15 GLM Overview

15.1 Data consists of observations of variables

Rectangular format:

  • rows: one per observation/observational unit (person, thing observed)
  • columns: one per variable (measurement made/recorded)

15.1.1 Variable Roles

Often we will divid up variables into predictor or explanatory varaibles and predicted or response variables. This indicates that we want to use our model to help us predict the values of some variables given the values of other variables.

Example: How does a college predict success based on high school GPA and SAT/ACT scores?

15.1.2 Types of Variables

scale metric? continuous/discrete
ratio M C
interval M C
count M D
ordinal - D
nominal - D

dichotymous variables are variables that only take on two values. They are a bit of a special case (which we have already dealt with) because (a) they are simpler, and (b) the ordinal/nominal distinction doesn’t really matter.

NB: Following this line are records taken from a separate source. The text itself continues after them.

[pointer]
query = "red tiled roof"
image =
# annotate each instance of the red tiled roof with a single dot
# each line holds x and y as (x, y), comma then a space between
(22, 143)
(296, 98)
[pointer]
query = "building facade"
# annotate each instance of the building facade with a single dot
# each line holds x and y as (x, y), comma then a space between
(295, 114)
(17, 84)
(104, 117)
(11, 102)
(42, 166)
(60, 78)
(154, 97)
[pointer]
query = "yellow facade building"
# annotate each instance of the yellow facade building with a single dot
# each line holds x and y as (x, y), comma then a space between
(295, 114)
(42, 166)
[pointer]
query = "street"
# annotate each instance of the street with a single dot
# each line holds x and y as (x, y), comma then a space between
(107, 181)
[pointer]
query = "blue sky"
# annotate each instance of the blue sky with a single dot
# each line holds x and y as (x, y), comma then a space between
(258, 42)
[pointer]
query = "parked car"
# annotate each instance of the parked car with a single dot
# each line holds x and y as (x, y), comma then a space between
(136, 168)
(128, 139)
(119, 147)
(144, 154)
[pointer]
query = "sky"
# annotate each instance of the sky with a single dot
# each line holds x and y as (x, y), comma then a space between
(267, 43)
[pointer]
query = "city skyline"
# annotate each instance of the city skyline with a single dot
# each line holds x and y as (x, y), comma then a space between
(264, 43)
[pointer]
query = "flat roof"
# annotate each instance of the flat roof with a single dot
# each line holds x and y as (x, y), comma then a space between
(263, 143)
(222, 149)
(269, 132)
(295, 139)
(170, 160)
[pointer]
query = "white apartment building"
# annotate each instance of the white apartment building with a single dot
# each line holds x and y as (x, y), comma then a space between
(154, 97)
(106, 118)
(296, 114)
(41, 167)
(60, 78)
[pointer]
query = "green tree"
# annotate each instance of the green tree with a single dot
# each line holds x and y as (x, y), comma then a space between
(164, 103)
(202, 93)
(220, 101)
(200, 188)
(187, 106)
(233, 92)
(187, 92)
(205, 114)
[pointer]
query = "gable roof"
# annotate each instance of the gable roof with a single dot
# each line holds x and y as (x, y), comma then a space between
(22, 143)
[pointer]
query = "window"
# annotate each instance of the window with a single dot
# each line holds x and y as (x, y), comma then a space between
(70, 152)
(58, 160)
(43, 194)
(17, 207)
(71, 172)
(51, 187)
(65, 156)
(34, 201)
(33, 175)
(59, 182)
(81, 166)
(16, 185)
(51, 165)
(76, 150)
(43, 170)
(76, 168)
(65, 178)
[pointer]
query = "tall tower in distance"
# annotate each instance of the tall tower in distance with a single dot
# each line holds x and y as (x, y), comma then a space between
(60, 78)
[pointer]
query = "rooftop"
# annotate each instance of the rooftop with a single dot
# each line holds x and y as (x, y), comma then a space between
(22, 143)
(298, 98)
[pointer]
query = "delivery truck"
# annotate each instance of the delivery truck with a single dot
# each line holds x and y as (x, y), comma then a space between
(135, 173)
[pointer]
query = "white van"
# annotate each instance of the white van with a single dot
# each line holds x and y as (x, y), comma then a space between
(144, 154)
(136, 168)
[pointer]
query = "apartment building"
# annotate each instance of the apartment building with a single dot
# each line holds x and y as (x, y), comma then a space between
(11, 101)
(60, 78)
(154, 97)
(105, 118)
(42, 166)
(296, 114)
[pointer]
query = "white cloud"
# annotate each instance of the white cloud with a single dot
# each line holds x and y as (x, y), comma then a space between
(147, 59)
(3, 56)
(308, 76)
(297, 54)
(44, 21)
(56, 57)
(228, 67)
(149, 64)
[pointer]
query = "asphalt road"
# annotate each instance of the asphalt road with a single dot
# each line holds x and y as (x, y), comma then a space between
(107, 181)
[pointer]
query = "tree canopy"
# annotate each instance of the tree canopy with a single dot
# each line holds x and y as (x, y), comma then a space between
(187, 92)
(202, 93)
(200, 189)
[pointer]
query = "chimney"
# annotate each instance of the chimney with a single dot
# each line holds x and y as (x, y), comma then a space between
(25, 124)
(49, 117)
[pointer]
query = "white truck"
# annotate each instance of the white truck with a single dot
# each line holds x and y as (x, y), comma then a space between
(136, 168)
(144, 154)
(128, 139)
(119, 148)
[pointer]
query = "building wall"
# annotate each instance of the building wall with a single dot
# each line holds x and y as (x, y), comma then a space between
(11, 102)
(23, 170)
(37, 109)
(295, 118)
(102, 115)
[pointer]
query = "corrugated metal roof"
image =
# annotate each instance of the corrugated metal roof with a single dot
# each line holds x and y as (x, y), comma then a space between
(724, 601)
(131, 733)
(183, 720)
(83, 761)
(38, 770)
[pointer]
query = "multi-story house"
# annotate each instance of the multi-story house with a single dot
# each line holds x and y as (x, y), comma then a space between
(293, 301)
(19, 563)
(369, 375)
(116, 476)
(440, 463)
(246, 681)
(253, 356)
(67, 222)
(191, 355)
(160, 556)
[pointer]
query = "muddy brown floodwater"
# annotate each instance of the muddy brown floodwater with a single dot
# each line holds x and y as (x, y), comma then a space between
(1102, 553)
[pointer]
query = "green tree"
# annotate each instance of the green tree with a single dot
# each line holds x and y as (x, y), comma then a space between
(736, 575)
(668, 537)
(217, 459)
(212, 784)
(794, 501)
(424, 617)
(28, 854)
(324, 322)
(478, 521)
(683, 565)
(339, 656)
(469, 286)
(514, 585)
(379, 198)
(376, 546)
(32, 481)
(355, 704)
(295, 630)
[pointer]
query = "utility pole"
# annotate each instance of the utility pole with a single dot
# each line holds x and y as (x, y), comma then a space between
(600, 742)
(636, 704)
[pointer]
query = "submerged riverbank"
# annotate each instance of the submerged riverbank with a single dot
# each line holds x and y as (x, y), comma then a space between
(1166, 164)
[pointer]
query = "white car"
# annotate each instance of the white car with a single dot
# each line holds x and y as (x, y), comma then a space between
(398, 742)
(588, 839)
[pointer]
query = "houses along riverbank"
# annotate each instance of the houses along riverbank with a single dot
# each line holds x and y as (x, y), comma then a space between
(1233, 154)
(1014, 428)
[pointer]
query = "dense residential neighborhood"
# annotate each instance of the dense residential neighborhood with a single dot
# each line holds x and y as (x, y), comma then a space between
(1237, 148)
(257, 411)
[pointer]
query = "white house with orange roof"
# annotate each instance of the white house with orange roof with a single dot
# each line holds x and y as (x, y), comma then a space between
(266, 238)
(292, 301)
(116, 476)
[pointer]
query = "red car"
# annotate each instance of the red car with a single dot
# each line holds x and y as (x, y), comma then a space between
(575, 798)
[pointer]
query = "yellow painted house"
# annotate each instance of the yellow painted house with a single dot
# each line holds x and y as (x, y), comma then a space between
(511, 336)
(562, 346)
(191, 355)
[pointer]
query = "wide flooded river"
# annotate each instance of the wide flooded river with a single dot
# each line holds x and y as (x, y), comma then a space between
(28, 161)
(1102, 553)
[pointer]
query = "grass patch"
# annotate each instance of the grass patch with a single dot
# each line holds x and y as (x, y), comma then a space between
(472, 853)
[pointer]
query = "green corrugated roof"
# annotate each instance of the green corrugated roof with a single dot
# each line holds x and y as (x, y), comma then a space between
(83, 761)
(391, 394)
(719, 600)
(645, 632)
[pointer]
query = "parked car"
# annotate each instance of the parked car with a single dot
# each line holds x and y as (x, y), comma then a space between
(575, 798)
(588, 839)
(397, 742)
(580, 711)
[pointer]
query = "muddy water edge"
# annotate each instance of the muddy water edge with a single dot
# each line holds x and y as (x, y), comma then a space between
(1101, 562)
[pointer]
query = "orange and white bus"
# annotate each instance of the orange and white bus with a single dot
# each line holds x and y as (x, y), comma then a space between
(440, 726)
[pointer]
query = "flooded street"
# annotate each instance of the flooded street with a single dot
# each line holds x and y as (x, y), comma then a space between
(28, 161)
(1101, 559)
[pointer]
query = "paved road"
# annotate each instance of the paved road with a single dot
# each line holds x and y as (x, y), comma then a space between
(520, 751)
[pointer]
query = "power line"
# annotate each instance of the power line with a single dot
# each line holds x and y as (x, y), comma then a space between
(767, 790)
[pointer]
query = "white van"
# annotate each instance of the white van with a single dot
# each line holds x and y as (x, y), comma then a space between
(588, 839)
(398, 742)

More the most part, we will treat ratio and interval variables the same way, the important distinctions for us become

  • metric, count, dichotymous, ordinal, nominal

We also have the option of not having a predictor variable. That gives us \(6 \cdots 5 = 30\) combinations of predictor and predicted variables types – so 30 types of models that have a single predictor and a single predicted variable. (Using 1 to represent no predictor – ie, all observations are in one group – we can denote these as follows

  • dichotymous ~ 1
  • dichotymous ~ dichotymous
  • metric ~ 1
  • metric ~ dichotyous
  • metric ~ metric
  • metric ~ ordinal
  • etc, etc, etc.

We have already handled the first two (one coin and two coins examples). Over the rest of the semester will continue down the list adding new cobminations of predictor and predicted.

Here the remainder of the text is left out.